UNTANGLING THE NET - Bandwidth brokerage, arbitrage and the creation of a commodity market in packet-based bandwidth led to financial failures partly as a result of failing to consider the basic interconnectedness or the internet.
Both of these propositions might need a bit more thought. Regarding the first proposition: it's a bit hard to know what you mean by bandwidth brokerage, arbitrage, and commodity market -- they're each descriptors for very broad classes of phenomena. If you mean that there were lots of buyers and sellers and that competition was based mostly on price then sure, that happened. But -- and especially in the domain of "packet-based bandwidth", by which it sounds like you intend "Internet bandwidth" more specifically -- if you mean that there were well-organised institutional or organisational mechanisms like bandwidth trading floors for commodities trading in the form of third-party transactions by people who neither produce nor consume Internet bandwidth, then this might need some more digging. Band-X (that piece is now part of Arbinet) and Invisible Hand Networks represent two pieces of that puzzle. But they hardly represent a very significant part of any Internet bandwidth market. As to the second proposition: commoditisation -- competing on price and not on non-price factors -- in a market with relatively few entry barriers is, indeed, a tough business. That's what has happened to market participants in long-distance. That's what has happened to market participants in Internet transit. Add mechanisms to survive at below-cost prices, like the combination of institutional investors who are nervous about missing the next big thing, underinformed about how big that thing is, and have lots of capital to ensure they don't miss it at one end, and Chapter 11 protection, at the other end, and you have something much more dramatic. I suspect that that has much more to do with financial failures, than an inability to understand the Internet's interconnectedness. Fred Goldstein's and Daniel Reingold's books are two really nice accounts of that story. I understand Om Malik's is, too, but I have not read it and can't say. In any case, there are quite a few.
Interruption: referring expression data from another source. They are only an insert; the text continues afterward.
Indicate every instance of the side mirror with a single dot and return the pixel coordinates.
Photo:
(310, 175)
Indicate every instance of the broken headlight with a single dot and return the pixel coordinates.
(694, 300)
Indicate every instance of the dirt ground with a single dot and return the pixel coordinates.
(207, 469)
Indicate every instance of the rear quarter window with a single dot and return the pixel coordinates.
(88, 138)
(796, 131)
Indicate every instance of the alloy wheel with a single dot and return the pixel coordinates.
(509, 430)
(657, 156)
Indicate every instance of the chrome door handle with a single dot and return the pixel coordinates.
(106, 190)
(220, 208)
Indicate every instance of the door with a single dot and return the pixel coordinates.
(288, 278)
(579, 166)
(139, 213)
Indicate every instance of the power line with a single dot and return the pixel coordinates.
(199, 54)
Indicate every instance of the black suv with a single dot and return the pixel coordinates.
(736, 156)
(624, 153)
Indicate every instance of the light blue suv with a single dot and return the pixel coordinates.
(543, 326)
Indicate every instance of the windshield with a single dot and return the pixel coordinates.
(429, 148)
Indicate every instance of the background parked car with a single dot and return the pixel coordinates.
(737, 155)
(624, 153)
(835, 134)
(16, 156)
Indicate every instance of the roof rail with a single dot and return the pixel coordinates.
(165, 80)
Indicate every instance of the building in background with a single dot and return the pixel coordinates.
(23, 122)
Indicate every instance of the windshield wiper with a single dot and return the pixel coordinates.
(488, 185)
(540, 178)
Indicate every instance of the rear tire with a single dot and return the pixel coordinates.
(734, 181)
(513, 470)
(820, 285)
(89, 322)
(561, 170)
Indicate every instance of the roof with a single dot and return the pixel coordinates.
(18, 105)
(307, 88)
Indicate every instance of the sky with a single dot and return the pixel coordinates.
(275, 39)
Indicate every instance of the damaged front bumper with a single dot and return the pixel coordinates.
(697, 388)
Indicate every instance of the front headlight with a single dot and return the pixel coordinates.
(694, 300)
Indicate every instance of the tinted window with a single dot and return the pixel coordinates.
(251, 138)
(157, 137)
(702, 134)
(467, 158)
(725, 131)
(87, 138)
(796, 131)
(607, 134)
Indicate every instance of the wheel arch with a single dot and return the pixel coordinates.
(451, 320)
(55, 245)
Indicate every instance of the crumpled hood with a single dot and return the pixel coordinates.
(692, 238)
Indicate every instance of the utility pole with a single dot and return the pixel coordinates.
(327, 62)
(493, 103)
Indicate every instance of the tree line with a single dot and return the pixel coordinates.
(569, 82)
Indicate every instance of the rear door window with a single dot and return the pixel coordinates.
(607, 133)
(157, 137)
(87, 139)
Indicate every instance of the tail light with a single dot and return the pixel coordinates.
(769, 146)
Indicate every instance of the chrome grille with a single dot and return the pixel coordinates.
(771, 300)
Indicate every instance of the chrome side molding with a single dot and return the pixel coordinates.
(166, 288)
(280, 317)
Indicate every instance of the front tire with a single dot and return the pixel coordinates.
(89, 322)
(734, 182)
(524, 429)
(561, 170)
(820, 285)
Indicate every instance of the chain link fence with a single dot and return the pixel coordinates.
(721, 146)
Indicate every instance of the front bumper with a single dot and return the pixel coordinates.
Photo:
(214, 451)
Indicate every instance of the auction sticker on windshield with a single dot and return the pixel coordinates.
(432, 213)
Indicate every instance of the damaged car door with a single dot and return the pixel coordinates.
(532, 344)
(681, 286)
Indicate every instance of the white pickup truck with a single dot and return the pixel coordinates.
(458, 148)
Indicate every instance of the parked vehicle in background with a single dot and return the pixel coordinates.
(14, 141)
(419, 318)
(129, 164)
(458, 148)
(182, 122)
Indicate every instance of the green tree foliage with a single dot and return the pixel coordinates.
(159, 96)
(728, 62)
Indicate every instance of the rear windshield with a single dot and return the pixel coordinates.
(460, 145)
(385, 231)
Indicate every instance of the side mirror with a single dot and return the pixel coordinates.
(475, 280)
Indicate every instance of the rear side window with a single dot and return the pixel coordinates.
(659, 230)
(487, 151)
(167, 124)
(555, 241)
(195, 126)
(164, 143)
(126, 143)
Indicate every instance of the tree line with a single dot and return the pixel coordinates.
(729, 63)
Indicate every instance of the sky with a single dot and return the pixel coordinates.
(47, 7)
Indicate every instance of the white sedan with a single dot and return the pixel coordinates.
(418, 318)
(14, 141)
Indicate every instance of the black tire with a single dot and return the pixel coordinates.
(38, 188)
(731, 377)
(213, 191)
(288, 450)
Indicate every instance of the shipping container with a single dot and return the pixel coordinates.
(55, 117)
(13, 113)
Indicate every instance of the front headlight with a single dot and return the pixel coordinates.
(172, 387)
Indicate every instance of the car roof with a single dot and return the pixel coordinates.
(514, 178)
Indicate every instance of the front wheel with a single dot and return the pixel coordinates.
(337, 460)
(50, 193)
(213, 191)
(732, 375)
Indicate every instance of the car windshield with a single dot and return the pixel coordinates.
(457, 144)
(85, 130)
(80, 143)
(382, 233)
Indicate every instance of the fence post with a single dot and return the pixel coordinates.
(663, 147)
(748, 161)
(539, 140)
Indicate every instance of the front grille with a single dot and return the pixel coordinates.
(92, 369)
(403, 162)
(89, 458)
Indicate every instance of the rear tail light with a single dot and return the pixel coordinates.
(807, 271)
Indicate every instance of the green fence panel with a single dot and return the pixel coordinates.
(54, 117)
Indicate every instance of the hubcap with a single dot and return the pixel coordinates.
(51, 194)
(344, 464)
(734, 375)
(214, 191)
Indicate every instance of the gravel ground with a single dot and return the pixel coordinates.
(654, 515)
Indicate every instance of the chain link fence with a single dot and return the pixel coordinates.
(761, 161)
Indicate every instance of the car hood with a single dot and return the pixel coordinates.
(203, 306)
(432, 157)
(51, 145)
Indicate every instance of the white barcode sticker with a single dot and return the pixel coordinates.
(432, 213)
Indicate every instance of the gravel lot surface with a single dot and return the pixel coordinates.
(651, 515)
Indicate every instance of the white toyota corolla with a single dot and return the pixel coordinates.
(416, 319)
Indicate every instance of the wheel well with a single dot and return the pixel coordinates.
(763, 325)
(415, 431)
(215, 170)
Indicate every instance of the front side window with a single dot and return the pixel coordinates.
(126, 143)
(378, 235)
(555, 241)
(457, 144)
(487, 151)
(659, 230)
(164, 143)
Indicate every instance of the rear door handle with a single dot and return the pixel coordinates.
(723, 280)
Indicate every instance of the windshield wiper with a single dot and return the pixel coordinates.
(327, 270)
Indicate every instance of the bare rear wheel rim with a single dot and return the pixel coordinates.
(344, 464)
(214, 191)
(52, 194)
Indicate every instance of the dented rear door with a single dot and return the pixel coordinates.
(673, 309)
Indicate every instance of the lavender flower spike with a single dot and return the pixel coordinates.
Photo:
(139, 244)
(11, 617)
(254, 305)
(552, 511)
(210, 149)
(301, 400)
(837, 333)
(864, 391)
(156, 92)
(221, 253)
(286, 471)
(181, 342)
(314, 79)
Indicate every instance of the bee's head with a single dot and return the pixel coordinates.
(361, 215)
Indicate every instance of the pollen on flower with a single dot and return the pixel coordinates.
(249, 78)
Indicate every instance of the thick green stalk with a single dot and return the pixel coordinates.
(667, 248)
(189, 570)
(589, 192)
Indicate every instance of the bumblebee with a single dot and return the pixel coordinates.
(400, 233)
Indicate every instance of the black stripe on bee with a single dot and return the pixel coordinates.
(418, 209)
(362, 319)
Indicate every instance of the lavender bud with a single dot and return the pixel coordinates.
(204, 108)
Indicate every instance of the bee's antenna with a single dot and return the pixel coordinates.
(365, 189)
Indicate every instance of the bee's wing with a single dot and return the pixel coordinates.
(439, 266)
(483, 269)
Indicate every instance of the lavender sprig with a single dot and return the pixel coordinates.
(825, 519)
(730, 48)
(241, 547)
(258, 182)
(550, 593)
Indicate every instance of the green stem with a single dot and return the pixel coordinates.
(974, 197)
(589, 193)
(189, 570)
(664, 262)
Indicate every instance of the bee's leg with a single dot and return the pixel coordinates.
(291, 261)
Internet peering agreements provide international networks the ability to function.
I don't know. Peering has been really important, and is still kind of important. But surely most bilateral BGP relationships are ones of transit, not peering -- particularly at the international level. Quantifying the extent to which this is so would be a valuable contribution, I think.
This research proposes to examine peering agreements over x# of years and to look at the potential for the development of transparency in peering agreements.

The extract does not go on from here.